Going on your original description of the problem, it sounds like the relay, (the solenoid on the fender), is clicking so we know that low-current circuit from the ignition switch is good. For the time being we can assume the high-current circuit is okay because you got the starter motor to spin. That leaves the medium-current circuit as the one with the problem. That starts at the relay contacts, goes through the small red wire on the second large stud, to the small terminal on the starter solenoid, and includes the two coils of wire inside the solenoid.
I am not sure what kind of test you are doing but nothing can have any voltage anywhere if a battery cable is disconnected. If you are getting a reading you are probably using an auto-ranging meter and it is picking up some stray magnetic interference, and it is reading a few hundredths of a volt. There are two ways to test the medium-current circuit. The first is to activate the relay by having a helper turn the ignition switch to "crank", or by connecting a jumper wire from the battery positive post or large relay stud to the smaller stud. When it engages, measure the voltage at the other large stud, (with the small red wire), or use a test light on it. You must find twelve volts there when it is switched on.

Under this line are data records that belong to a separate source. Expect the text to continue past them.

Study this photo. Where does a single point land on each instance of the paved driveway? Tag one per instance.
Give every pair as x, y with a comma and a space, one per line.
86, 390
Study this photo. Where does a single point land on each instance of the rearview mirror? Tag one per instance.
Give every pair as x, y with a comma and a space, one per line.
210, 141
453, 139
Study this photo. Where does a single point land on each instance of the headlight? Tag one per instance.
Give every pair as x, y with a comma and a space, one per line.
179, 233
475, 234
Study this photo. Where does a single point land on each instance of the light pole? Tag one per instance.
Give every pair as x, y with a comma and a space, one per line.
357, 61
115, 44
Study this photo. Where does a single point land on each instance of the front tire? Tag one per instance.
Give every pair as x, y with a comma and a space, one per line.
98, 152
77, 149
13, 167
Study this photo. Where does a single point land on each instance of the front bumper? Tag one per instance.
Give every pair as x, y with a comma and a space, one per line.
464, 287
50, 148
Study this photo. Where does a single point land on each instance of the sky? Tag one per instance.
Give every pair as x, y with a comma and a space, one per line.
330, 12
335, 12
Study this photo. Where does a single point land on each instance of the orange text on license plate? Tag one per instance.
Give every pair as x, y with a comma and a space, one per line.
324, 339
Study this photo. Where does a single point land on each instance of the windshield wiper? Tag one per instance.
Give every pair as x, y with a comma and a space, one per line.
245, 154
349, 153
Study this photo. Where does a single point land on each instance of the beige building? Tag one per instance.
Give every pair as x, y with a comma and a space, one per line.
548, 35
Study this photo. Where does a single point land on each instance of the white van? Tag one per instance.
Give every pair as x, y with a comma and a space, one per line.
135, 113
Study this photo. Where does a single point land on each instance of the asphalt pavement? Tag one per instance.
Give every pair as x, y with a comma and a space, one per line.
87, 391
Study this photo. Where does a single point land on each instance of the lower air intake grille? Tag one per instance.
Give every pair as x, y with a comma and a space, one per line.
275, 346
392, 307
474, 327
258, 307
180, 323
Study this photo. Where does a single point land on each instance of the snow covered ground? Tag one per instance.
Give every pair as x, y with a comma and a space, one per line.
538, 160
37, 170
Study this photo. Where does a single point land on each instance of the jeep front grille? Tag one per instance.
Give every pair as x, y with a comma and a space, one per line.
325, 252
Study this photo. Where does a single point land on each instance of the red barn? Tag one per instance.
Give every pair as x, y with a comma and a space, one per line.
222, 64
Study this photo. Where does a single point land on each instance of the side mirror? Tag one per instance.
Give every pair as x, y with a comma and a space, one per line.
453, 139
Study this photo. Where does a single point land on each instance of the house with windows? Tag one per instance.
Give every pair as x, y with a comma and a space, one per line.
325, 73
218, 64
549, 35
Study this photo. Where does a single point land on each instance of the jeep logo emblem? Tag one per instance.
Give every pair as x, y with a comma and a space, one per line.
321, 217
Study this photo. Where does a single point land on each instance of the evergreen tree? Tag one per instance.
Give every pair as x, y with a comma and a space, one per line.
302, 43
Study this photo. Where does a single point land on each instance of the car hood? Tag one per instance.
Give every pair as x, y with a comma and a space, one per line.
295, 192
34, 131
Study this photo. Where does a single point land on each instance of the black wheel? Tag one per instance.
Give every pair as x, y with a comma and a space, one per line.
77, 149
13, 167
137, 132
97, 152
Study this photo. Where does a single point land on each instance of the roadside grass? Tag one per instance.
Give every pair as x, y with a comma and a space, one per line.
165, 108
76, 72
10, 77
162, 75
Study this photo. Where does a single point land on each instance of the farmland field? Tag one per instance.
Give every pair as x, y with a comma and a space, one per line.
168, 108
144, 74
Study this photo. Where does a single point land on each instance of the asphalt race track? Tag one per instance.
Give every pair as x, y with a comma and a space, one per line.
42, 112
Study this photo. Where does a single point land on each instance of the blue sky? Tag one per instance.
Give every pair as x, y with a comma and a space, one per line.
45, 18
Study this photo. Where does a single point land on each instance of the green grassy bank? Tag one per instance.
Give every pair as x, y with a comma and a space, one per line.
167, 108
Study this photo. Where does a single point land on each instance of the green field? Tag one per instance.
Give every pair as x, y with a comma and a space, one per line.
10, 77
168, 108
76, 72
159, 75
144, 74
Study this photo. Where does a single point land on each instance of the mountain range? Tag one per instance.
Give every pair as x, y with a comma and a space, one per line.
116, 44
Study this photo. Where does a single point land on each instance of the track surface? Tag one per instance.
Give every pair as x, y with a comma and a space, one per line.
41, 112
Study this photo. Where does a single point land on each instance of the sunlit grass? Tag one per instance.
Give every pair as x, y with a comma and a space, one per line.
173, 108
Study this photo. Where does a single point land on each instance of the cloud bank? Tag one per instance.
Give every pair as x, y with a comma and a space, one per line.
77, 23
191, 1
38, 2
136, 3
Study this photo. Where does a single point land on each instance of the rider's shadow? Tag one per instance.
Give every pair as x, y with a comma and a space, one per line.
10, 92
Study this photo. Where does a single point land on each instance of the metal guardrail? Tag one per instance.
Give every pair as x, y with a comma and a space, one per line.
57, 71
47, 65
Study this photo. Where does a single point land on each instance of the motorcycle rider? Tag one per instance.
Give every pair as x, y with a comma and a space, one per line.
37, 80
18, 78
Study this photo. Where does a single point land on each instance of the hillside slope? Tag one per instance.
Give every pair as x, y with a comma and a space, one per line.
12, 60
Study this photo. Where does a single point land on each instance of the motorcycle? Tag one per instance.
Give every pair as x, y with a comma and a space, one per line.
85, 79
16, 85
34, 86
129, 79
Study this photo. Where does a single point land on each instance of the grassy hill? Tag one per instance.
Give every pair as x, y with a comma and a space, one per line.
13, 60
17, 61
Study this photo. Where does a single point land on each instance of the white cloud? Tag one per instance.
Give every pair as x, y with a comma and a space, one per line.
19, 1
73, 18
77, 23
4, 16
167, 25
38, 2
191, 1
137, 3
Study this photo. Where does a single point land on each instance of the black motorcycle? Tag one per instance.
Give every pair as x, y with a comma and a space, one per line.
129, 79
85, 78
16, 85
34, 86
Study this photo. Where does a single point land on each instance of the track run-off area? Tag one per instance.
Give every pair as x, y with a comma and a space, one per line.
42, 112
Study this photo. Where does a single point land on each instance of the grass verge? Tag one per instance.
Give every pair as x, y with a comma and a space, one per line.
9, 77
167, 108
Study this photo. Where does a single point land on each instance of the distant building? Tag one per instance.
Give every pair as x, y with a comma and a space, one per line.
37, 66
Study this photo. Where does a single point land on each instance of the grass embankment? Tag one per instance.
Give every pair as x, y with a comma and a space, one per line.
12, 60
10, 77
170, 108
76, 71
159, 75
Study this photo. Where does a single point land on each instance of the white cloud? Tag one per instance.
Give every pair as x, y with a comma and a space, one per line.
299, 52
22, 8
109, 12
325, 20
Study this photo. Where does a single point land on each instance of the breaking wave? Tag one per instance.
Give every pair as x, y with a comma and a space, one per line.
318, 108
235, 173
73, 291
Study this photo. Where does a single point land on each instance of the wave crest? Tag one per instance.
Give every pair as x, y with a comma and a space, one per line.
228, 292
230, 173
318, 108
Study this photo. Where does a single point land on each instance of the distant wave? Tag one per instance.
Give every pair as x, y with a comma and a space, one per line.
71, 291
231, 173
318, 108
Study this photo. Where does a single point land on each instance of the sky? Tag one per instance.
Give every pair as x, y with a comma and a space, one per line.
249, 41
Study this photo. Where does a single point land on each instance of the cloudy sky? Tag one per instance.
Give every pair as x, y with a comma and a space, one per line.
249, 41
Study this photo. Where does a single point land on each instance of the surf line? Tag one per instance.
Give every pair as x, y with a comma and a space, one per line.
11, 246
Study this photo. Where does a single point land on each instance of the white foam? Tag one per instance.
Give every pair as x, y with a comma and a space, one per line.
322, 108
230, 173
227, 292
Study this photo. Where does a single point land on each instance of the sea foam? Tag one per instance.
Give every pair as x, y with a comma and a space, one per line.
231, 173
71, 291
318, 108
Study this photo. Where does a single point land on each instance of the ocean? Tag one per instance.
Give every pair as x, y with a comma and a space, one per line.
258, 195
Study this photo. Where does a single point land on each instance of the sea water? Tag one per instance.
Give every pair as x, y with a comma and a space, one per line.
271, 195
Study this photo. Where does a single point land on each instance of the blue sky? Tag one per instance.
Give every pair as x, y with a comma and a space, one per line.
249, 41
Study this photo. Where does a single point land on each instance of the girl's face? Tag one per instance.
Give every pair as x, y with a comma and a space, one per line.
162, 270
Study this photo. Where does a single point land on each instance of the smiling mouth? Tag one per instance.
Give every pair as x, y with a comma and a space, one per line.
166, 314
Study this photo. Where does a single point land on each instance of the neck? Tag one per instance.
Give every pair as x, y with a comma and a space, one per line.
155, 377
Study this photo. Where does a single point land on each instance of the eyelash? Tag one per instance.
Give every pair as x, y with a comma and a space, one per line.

Next, measure that voltage at the small terminal on the starter solenoid. The wire has to be connected for the measurement to be accurate. If you have voltage there but the starter solenoid does not engage, the solenoid is bad.
You can also apply twelve volts to the small solenoid terminal like I mentioned earlier. That will make it engage and the starter motor should crank the engine. You can get that twelve volts from the large stud on top of the solenoid that has the battery cable bolted to it.